Jak być obecnym, ale nie nachalnym Rodzicem?
- przestrzenspokojuk
- 1 sie
- 2 minut(y) czytania
Zaktualizowano: 4 sie
Kiedyś usłyszałam od mojej wspaniałej superwizorki, że nastolatek jest trochę jak świnka morska – ani świnka, ani morska 😉
I im dłużej pracuję z młodzieżą, tym bardziej czuję, że to najcelniejszy opis tej fazy życia.
To trudny czas. Ciało przyspiesza, emocje się nie mieszczą, a świat często nie zostawia wiele przestrzeni na bycie kimś pomiędzy.
I wtedy pojawia się pytanie:
Jak być blisko, nie wchodząc za blisko?
Jak wspierać, gdy wszystko, co mówię, wydaje się „nie takie”?
Z perspektywy podejścia, w którym pracuję, czyli Terapii Skoncentrowanej na Rozwiązaniach (TSR), warto pamiętać, że:
🌸Nie musisz mieć gotowych rozwiązań.
Lepiej zapytać z ciekawością niż doradzać z napięcia. Nastolatek nie zawsze potrzebuje rady. Czasem wystarczy pytanie, które zostanie z nim w ciszy:
„Co Ci dziś choć trochę pomogło?”
🌸Twoja obecność już jest wsparciem.
Nie chodzi o to, by być idealnym — tylko żeby dało się przy Tobie oddychać.

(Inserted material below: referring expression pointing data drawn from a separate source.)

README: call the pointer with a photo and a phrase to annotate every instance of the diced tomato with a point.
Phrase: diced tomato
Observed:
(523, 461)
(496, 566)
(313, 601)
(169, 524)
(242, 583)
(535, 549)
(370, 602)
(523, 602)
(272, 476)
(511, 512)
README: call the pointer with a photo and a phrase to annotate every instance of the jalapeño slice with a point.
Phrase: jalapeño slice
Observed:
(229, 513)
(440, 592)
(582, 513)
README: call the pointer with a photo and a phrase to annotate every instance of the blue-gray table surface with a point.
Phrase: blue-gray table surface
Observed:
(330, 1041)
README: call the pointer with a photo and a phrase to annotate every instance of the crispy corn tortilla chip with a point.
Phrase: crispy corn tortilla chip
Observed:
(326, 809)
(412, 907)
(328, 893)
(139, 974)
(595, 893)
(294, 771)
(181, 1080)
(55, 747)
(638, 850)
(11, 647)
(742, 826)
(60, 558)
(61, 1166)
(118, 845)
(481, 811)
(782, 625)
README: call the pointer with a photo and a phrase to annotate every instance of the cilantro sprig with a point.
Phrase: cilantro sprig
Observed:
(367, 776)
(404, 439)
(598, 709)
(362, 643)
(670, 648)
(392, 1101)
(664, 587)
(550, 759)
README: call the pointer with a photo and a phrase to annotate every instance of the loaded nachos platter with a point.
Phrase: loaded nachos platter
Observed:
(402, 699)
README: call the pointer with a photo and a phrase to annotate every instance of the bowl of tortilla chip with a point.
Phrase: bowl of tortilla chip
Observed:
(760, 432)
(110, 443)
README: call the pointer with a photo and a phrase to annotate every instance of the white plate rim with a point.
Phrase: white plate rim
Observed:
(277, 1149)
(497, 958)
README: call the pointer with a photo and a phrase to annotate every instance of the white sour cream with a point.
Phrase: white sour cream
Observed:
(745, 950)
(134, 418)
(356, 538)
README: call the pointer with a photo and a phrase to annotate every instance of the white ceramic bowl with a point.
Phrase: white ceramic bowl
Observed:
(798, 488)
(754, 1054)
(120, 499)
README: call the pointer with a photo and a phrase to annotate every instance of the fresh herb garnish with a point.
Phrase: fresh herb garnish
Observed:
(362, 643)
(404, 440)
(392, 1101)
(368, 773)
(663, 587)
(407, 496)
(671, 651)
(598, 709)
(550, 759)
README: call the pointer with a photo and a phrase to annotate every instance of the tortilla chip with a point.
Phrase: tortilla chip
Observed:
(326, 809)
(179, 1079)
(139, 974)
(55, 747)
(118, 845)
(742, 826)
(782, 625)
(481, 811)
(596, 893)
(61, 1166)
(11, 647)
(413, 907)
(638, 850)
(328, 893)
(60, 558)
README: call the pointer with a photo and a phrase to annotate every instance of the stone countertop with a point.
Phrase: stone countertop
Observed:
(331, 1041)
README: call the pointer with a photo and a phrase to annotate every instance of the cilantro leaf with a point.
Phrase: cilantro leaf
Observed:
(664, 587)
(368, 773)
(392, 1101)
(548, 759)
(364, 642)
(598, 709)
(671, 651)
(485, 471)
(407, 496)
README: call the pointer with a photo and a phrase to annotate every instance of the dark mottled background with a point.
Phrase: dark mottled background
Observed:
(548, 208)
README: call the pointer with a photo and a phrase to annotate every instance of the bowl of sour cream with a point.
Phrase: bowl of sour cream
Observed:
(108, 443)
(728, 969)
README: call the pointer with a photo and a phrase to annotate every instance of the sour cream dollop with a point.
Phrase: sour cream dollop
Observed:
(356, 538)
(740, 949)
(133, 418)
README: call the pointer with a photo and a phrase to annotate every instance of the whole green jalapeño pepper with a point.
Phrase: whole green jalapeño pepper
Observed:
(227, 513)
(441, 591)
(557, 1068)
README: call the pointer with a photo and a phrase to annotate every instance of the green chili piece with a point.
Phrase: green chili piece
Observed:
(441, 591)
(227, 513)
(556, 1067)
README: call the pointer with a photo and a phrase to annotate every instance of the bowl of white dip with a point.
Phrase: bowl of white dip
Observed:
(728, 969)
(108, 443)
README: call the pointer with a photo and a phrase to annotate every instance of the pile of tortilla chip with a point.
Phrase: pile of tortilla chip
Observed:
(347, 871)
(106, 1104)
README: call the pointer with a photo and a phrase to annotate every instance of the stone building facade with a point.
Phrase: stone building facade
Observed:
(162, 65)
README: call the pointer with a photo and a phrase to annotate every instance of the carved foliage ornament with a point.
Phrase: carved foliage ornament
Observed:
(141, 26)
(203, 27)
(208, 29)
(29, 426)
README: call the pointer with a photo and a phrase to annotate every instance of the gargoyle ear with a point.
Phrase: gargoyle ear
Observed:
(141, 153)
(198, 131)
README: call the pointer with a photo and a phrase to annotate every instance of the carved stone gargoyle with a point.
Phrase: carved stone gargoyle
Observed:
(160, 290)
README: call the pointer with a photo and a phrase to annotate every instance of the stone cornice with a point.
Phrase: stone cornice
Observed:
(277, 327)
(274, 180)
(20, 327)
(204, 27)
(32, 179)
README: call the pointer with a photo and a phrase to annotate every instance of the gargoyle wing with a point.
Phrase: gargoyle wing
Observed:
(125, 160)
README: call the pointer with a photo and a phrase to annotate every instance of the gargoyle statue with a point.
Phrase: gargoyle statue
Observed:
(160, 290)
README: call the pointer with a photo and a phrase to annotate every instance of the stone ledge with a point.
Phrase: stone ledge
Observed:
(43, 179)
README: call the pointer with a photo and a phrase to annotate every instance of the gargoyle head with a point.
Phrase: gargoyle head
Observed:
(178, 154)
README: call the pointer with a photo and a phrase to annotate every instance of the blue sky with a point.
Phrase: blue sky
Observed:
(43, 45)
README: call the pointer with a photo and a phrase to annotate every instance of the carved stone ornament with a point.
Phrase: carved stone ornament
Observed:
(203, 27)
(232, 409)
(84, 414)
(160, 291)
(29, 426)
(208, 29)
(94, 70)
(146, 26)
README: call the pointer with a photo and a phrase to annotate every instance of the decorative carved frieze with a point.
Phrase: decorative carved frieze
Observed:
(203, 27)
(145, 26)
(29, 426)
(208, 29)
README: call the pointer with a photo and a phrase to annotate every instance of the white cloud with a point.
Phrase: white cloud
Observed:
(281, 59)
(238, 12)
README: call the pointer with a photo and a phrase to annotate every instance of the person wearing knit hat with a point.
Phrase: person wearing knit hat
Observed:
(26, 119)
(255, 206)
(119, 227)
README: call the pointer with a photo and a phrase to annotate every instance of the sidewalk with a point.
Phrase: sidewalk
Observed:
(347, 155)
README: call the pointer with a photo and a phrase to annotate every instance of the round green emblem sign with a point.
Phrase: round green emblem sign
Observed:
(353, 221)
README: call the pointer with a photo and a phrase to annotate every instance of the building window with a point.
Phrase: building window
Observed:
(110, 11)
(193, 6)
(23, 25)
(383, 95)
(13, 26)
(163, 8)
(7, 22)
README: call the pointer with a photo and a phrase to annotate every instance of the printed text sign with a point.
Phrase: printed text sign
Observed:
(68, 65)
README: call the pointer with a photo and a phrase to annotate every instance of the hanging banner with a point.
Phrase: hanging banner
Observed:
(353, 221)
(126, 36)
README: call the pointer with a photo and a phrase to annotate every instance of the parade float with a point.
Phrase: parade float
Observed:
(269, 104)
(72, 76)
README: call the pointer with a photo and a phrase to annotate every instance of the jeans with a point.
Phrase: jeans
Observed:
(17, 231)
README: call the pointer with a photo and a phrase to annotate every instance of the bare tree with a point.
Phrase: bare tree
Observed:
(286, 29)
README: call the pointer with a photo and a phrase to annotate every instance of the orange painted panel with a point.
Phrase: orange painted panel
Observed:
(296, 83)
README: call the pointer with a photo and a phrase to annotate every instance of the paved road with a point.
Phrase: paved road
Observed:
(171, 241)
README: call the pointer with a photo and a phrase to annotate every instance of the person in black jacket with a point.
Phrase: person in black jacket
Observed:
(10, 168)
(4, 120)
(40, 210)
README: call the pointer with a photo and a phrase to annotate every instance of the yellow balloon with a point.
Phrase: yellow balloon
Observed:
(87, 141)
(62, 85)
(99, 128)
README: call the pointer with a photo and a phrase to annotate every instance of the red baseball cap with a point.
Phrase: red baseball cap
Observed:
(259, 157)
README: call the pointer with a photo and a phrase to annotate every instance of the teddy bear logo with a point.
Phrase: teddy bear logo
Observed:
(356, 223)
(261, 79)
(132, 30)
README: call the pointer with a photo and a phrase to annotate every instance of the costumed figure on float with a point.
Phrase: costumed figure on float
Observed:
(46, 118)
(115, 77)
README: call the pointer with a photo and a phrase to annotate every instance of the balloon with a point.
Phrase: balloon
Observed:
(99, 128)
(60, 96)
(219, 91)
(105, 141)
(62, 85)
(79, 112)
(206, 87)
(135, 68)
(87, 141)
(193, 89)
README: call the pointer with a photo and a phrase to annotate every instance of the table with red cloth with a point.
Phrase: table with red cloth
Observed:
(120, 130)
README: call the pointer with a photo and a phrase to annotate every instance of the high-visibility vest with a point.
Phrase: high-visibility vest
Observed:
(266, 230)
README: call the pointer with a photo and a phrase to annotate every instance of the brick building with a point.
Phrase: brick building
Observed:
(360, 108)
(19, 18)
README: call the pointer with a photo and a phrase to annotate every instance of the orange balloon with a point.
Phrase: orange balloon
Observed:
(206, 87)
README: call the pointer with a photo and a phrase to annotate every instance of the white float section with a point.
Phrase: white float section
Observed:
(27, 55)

Czasem to w jaki sposób jesteś, robi większą różnicę niż to, co mówisz.
🌸Zainteresowanie bez nacisku.
„Chcesz pogadać, czy wolisz, żebym po prostu był/a obok?”
To nie presja. To sygnał: jestem tu i poczekam.
🌸Zamiast analizować – słuchaj.
Czasem najwięcej zmienia zdanie:
„Rozumiem, że to dla Ciebie ważne.”
Bez oceny. Bez pośpiechu.
🌸Zamiast „grzebać”, możesz zapytać o sens
Nie pytaj „dlaczego”, jeśli ono zamyka.
Szukaj otwierającego „po co”?
A z perspektywy mamy…
Na co dzień wspieram nastolatki w gabinecie.
Pomagam im oswajać chaos i budować siebie kawałek po kawałku.
A mimo to - w moim domu również bywa trudno.
Czasem milczę, kiedy powinnam zapytać.
Albo pytam, kiedy ono potrzebuje tylko, żebym była. Jednocześnie wiem, że to relacja, która cały czas się tworzy - z czułością. I błędami.